Um ano antes do rompimento da barragem B1, na mina Córrego do Feijão, em Brumadinho (MG), a Vale tentou propor que a consultoria responsável pelo cálculo do fator de segurança mudasse seus parâmetros. A empresa Potamos foi afastada quando negou a proposta.
Isso relatou a engenheira civil e consultora da Potamos Maria Regina Moretti à comissão parlamentar de inquérito da Assembleia Legislativa do estado, que apura a tragédia. A barragem rompeu no dia 25 de janeiro, deixando pelo menos 233 mortos. De acordo com a Defesa Civil de Minas Gerais, 37 pessoas continuam desaparecidas.
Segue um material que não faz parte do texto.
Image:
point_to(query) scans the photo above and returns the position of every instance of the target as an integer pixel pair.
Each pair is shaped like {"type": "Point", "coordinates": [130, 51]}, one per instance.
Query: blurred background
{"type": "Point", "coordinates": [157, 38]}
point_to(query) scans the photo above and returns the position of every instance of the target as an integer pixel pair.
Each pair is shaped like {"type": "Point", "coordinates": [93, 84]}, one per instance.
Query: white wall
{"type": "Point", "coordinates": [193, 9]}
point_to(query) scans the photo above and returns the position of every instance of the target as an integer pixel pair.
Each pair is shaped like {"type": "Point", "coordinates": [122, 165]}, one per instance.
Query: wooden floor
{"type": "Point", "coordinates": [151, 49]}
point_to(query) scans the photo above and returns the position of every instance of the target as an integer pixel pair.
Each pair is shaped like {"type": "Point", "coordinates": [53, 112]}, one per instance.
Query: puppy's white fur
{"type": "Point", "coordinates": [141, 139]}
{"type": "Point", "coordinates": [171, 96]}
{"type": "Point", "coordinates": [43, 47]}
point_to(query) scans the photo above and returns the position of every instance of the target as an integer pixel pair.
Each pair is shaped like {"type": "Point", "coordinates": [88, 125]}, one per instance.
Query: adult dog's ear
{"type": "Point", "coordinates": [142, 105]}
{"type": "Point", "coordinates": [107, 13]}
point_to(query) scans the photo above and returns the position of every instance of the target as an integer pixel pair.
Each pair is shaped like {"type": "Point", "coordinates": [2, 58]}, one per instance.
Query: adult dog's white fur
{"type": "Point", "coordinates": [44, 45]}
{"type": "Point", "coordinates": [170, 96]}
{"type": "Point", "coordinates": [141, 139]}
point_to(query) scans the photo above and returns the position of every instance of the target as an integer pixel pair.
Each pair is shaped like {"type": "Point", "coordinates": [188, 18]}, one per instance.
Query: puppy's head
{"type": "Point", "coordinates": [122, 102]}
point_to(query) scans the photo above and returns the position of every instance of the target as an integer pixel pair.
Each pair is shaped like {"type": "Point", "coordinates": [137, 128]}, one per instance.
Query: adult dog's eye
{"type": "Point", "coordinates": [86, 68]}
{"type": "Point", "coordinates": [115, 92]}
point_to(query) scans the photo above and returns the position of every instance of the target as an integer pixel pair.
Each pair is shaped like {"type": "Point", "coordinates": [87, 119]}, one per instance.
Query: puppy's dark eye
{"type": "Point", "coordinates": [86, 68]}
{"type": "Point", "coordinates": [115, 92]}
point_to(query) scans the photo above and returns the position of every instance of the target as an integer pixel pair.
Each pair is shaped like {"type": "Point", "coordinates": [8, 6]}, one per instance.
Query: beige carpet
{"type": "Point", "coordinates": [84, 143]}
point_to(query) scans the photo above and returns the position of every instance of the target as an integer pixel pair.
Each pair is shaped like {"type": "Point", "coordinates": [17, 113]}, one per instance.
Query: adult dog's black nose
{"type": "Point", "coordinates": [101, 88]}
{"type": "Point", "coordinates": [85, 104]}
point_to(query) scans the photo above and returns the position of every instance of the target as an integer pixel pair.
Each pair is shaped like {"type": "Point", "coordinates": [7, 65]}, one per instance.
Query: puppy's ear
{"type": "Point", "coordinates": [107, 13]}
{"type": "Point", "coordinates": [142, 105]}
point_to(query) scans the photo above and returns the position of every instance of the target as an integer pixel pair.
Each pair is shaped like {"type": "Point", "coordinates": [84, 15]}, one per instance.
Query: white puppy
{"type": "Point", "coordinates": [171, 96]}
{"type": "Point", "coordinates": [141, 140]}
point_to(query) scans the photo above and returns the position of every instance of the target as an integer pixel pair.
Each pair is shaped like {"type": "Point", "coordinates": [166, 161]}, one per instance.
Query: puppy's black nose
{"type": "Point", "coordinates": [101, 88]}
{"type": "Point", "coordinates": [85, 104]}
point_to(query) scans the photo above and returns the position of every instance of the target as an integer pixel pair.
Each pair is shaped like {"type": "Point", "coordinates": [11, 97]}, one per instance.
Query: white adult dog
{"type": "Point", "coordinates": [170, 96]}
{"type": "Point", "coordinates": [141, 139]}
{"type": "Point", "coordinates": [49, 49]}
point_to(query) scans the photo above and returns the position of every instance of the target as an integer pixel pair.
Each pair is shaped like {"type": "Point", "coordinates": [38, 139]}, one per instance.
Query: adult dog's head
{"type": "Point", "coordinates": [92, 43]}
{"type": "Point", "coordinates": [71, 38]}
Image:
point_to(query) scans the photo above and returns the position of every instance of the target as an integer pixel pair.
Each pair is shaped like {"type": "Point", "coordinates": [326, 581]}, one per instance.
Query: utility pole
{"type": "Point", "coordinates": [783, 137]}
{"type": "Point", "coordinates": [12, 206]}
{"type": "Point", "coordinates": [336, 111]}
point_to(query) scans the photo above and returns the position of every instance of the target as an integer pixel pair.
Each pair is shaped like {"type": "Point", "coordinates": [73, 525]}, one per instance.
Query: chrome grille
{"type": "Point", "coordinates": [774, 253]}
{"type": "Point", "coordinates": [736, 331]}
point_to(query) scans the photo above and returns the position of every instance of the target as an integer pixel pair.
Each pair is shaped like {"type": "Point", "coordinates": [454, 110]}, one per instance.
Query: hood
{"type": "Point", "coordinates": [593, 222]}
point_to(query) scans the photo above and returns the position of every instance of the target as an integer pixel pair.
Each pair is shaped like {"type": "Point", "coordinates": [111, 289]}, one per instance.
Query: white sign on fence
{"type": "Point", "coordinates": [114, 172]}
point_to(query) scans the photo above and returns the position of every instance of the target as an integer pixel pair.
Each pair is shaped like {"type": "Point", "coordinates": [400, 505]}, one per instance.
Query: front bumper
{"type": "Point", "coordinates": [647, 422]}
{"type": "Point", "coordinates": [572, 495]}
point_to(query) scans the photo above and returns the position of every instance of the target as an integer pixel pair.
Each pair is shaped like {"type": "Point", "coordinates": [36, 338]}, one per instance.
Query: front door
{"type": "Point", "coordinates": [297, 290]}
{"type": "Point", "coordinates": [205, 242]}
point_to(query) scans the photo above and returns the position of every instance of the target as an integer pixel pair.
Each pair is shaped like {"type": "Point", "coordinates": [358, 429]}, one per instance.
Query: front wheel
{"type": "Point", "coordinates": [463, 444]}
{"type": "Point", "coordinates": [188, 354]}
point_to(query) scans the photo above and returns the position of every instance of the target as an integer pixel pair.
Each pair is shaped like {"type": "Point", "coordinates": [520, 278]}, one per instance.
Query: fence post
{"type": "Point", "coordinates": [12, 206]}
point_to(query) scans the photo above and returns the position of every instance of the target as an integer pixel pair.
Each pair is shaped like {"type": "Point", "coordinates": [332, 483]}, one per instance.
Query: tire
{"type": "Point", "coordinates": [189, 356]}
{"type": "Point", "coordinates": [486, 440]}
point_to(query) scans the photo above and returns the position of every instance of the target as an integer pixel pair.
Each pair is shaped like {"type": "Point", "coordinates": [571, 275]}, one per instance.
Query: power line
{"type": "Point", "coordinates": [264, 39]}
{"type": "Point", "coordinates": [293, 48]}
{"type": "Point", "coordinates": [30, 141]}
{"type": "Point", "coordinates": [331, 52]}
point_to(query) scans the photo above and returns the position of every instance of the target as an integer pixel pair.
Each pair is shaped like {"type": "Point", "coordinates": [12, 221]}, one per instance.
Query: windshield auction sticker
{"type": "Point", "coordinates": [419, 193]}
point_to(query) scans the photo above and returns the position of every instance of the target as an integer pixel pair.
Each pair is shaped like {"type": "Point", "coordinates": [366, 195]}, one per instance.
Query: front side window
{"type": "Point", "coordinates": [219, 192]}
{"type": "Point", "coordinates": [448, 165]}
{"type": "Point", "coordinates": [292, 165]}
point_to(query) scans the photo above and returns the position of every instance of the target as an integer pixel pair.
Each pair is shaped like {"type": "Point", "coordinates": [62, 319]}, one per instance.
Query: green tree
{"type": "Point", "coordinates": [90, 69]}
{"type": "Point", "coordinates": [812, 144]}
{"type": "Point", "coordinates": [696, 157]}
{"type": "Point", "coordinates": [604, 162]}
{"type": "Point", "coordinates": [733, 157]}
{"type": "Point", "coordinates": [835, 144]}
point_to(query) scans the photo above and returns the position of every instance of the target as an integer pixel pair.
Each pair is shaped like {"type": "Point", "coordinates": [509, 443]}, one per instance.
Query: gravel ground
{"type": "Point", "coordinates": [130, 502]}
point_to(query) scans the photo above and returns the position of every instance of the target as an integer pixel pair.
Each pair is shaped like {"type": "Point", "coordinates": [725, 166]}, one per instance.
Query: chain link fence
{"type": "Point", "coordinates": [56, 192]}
Moretti depôs à CPI na quinta-feira (25) e relatou que a mineradora questionava a base de cálculo que definiu o fator de segurança da barragem como sendo de 1,09. Segundo padrões internacionais, estrutura considerada segura tem fator igual ou maior a 1,3. Em 2017, outro estudo da Potamos atestou que a barragem B1 tinha fator de 1,06.
Moretti afirmou que a Vale pedia uso de novos dados que poderiam produzir um resultado diferente, com fator de segurança maior do que o constatado pela Potamos. A mineradora sugeria, por exemplo, uso de dados laboratoriais, que, de acordo com a engenheira, costumam gerar parâmetros mais elevados que os reais, razão pelas quais a Potamos só utilizaria dados coletados em campo.
A engenheira afirmou ainda que os dados laboratoriais apresentados pela Vale tinham problemas de execução, consistência e erros. “Como a gente não concordou em modificar essa metodologia de cálculo de parâmetro, acabamos sendo afastados do estudo”, afirmou ela.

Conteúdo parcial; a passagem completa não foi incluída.